I'm a pagan.
That's a wonderfully ambiguous term that can mean anything you want it to mean - there's as many different kinds of contemporary paganism as there are practitioners, from hardcore Greek or Roman reconstructionists with degrees in ancient history, to New Agers who grab a bit from here and a bit from there, mix up a Celtic god with a Roman Goddess and a Native American ritual they read in a magazine. (I personally don't like the latter, I think it shows disrespect to jumble things up together like that without researching them, but if it works for others, they're welcome to it.)
If I had to pick a definitive category to describe myself, I'd probably be a Celtic reconstructionist.
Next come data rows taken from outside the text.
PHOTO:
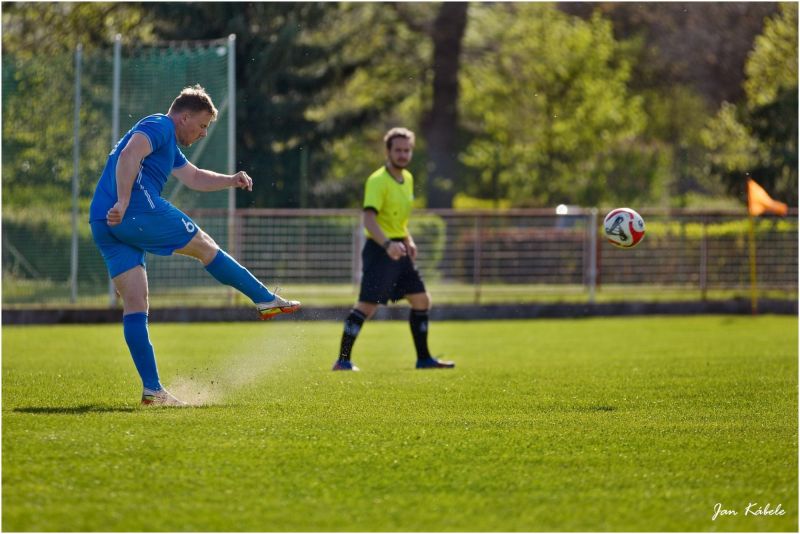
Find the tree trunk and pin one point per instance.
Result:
(440, 125)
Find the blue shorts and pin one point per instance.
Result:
(161, 231)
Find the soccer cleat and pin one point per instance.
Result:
(433, 363)
(279, 305)
(161, 397)
(344, 365)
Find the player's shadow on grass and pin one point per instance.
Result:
(73, 410)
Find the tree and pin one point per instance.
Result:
(763, 130)
(291, 57)
(39, 41)
(551, 119)
(701, 45)
(440, 124)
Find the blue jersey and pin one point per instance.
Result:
(153, 172)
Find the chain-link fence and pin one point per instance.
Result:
(476, 257)
(44, 149)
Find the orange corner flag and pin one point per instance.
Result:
(758, 201)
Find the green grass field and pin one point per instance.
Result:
(556, 425)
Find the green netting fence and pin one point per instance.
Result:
(39, 104)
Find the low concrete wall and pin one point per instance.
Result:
(400, 312)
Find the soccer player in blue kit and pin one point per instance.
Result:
(129, 217)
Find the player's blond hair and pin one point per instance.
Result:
(193, 99)
(394, 133)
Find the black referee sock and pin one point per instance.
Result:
(418, 319)
(352, 326)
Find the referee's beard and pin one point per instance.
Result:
(400, 166)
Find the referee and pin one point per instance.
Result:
(388, 257)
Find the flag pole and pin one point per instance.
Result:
(753, 289)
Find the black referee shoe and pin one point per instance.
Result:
(433, 363)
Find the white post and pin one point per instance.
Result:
(592, 253)
(73, 277)
(117, 75)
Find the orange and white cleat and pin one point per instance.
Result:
(279, 305)
(162, 397)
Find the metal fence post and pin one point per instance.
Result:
(76, 144)
(476, 260)
(704, 259)
(117, 75)
(232, 151)
(592, 254)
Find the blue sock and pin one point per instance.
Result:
(231, 273)
(134, 326)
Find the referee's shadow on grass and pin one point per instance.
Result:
(89, 408)
(73, 410)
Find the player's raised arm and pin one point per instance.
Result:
(128, 165)
(205, 180)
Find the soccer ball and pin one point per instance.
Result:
(623, 227)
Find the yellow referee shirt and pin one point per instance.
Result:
(392, 201)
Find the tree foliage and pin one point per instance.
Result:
(614, 105)
(549, 112)
(759, 136)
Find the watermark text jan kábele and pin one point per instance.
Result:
(752, 508)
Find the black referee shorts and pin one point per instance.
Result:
(385, 279)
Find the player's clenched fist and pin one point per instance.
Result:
(242, 180)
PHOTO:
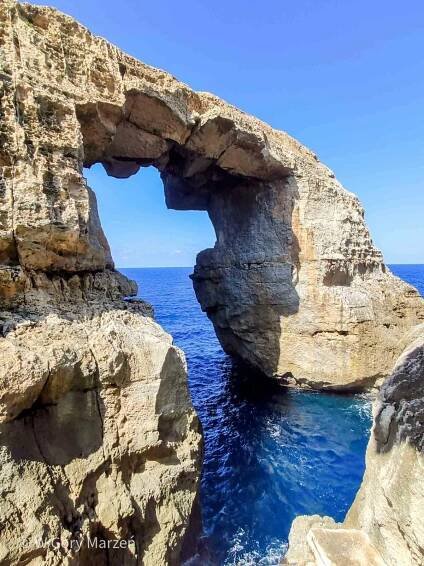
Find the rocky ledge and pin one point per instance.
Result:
(98, 435)
(384, 526)
(100, 446)
(294, 284)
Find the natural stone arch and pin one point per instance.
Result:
(293, 285)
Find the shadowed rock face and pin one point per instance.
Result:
(384, 526)
(293, 285)
(98, 434)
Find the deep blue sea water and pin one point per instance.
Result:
(270, 454)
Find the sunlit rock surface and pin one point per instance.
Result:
(294, 284)
(99, 435)
(384, 524)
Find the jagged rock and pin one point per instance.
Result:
(385, 519)
(99, 440)
(294, 284)
(99, 435)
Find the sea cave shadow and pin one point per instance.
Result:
(247, 283)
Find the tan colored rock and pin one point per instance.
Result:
(294, 284)
(99, 439)
(388, 508)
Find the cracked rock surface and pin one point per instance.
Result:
(294, 285)
(99, 440)
(388, 508)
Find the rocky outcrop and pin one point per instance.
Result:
(100, 445)
(384, 524)
(294, 284)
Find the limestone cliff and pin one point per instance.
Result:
(384, 525)
(294, 284)
(99, 440)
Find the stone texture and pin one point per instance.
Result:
(98, 438)
(294, 284)
(99, 435)
(389, 504)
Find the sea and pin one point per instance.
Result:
(270, 453)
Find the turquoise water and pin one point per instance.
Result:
(270, 454)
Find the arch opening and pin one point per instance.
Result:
(246, 281)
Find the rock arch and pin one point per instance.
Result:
(294, 284)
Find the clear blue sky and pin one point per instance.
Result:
(345, 78)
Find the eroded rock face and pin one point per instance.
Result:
(294, 284)
(99, 440)
(386, 516)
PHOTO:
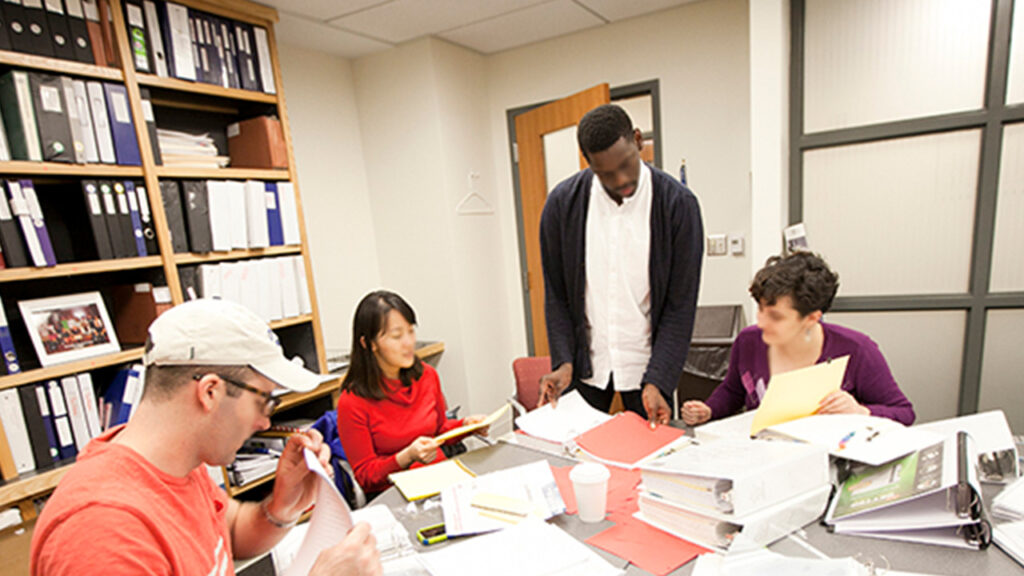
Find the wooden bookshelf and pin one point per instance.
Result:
(60, 169)
(87, 365)
(197, 258)
(205, 89)
(78, 269)
(222, 173)
(53, 66)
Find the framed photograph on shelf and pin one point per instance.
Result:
(69, 328)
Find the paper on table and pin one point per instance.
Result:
(492, 418)
(646, 546)
(797, 394)
(869, 440)
(532, 483)
(572, 417)
(531, 547)
(330, 523)
(425, 482)
(627, 440)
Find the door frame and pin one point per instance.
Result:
(650, 87)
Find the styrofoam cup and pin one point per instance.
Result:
(590, 482)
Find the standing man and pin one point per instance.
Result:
(622, 245)
(139, 500)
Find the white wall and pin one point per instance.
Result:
(699, 54)
(333, 186)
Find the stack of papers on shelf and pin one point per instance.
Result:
(571, 417)
(192, 151)
(863, 439)
(500, 499)
(628, 441)
(797, 394)
(996, 452)
(736, 477)
(931, 496)
(529, 548)
(424, 482)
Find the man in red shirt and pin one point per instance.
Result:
(139, 500)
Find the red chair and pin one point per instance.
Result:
(527, 372)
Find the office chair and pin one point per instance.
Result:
(344, 477)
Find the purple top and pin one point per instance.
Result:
(867, 376)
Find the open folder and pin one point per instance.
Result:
(795, 395)
(930, 496)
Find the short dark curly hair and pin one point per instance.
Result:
(602, 127)
(803, 276)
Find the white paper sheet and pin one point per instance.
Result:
(329, 525)
(572, 417)
(529, 548)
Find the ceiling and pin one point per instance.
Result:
(357, 28)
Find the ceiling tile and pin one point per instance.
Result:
(617, 9)
(321, 9)
(306, 34)
(404, 19)
(523, 27)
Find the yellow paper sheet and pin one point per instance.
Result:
(470, 427)
(429, 481)
(796, 395)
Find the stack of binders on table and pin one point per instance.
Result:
(735, 495)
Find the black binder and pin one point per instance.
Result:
(171, 195)
(79, 31)
(14, 252)
(151, 124)
(196, 202)
(59, 33)
(37, 31)
(51, 118)
(97, 221)
(38, 437)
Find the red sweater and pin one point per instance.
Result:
(373, 432)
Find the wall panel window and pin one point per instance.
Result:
(868, 62)
(906, 202)
(906, 166)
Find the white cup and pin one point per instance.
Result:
(590, 482)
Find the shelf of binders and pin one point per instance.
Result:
(17, 59)
(222, 173)
(205, 89)
(78, 269)
(25, 167)
(39, 374)
(198, 258)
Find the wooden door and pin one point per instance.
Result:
(530, 128)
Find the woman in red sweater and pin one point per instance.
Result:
(391, 404)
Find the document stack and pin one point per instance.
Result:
(735, 495)
(188, 151)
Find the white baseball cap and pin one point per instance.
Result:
(222, 333)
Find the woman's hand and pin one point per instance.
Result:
(423, 450)
(840, 402)
(476, 418)
(695, 412)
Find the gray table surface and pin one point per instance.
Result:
(899, 556)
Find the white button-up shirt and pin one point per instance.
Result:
(617, 293)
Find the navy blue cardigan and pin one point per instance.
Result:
(676, 252)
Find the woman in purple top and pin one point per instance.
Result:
(793, 292)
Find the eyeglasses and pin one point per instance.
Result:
(270, 402)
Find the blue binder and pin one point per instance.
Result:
(125, 142)
(136, 219)
(273, 228)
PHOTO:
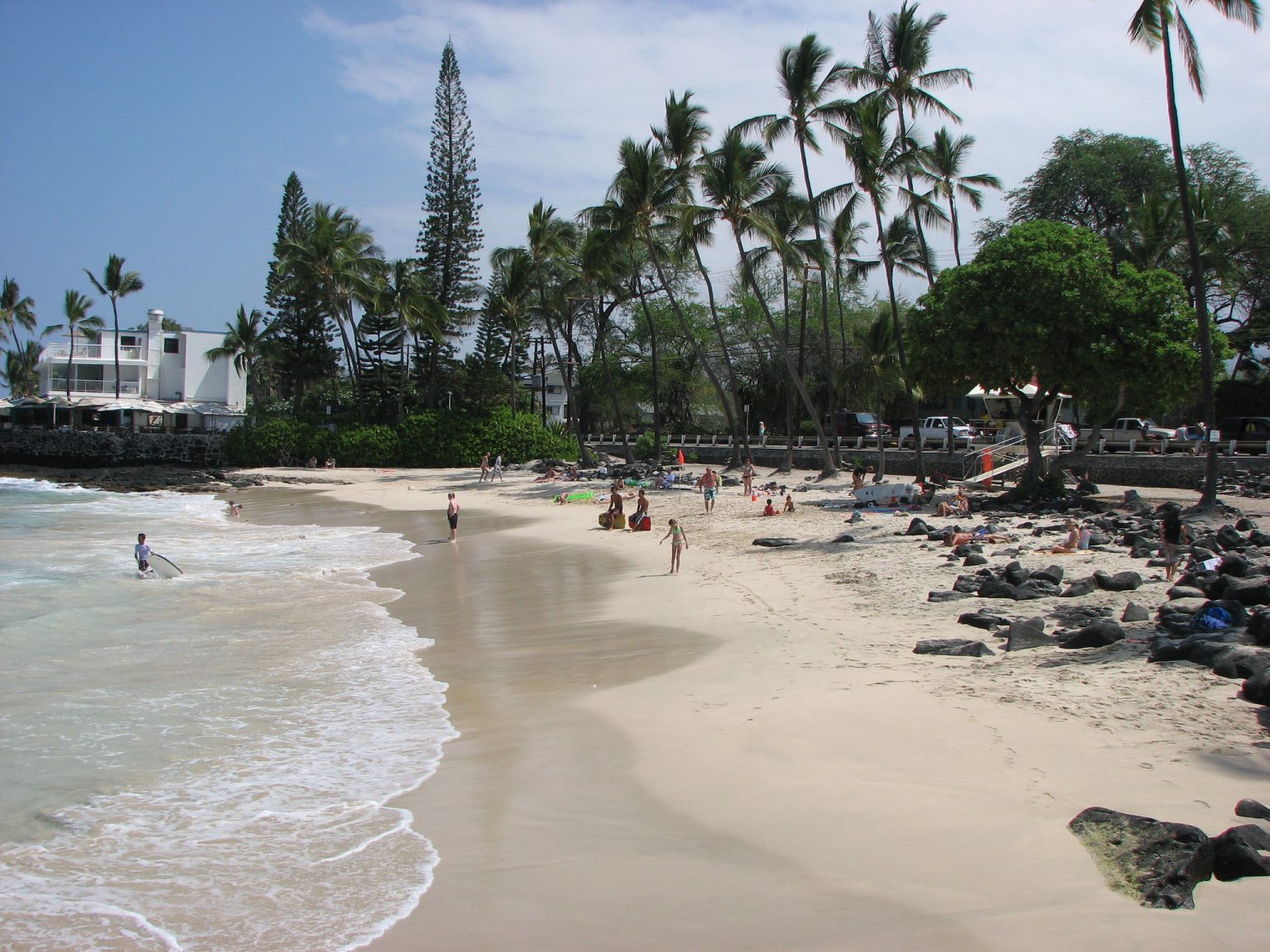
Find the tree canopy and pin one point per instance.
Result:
(1044, 305)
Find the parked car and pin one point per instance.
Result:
(1250, 435)
(852, 424)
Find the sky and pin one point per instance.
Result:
(164, 131)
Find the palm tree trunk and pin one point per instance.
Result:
(583, 452)
(601, 328)
(900, 340)
(788, 466)
(115, 307)
(917, 217)
(1208, 497)
(70, 364)
(828, 468)
(511, 376)
(652, 345)
(824, 298)
(739, 433)
(696, 345)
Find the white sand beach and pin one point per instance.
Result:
(748, 755)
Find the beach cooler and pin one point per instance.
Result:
(883, 494)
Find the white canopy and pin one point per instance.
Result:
(144, 405)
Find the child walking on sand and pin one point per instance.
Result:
(678, 542)
(452, 516)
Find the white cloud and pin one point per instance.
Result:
(554, 87)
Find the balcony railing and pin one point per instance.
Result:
(92, 352)
(57, 385)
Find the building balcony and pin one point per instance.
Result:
(90, 352)
(57, 385)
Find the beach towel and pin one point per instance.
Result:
(1212, 618)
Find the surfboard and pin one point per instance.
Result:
(163, 566)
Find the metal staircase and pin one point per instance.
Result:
(1007, 455)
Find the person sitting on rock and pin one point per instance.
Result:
(954, 539)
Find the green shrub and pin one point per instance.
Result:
(646, 448)
(367, 445)
(436, 438)
(281, 442)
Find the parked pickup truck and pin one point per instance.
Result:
(1137, 429)
(935, 432)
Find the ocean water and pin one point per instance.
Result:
(203, 763)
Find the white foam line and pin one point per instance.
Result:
(403, 824)
(388, 921)
(169, 940)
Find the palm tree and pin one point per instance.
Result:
(878, 155)
(734, 178)
(943, 168)
(16, 310)
(897, 54)
(116, 283)
(76, 310)
(807, 78)
(878, 366)
(646, 193)
(19, 369)
(246, 343)
(789, 215)
(682, 140)
(1152, 234)
(338, 263)
(1152, 27)
(551, 246)
(845, 238)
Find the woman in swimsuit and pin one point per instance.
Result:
(678, 542)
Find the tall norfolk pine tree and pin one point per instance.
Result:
(303, 343)
(450, 238)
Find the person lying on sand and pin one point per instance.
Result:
(957, 539)
(1072, 542)
(957, 506)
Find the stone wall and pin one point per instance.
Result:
(1171, 471)
(59, 448)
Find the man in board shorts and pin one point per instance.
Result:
(141, 552)
(452, 514)
(709, 483)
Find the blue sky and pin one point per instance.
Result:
(164, 131)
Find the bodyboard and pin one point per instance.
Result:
(163, 566)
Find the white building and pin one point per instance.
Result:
(161, 372)
(554, 399)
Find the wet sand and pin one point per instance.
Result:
(748, 757)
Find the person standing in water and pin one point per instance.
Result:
(452, 514)
(678, 542)
(141, 552)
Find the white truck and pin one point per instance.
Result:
(935, 432)
(1139, 431)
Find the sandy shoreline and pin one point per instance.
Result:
(748, 755)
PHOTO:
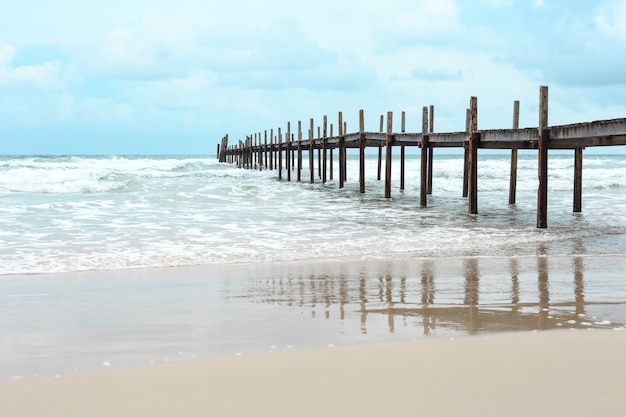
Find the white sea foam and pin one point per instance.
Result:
(78, 213)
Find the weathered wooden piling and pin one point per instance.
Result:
(474, 137)
(389, 144)
(341, 144)
(578, 179)
(542, 159)
(311, 164)
(361, 151)
(299, 168)
(466, 154)
(513, 175)
(288, 151)
(402, 155)
(267, 154)
(324, 143)
(431, 126)
(424, 159)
But there are things I believe which I know don't gel with that tradition - like the idea that all the different deities are ultimately representations of the one entity. I don't presume to know what that entity is, and wouldn't even go so far as to call it a being. I recognise that my belief system's one of many, and no more or less true than any other, it's just the philosophical template I happened to choose as the interface between me and the divine. I enjoy the research, the rituals and the myths and legends.
And no, that doesn't mean I belive there really are Gods and Goddesses sitting up in the clouds drinking wine and chucking thunderbolts around, any more than Christians believe God is physically sitting up there in a geographically definable place called Heaven, looking just the way he's described in the bible when he handed over the commandments. As far as 'commandments' and rules for living, I just go by the one Ultimate Commandment (also called the Wiccan Rede and lots of other names):
Harm None
Think about it, it really does cover everything, doesn't it?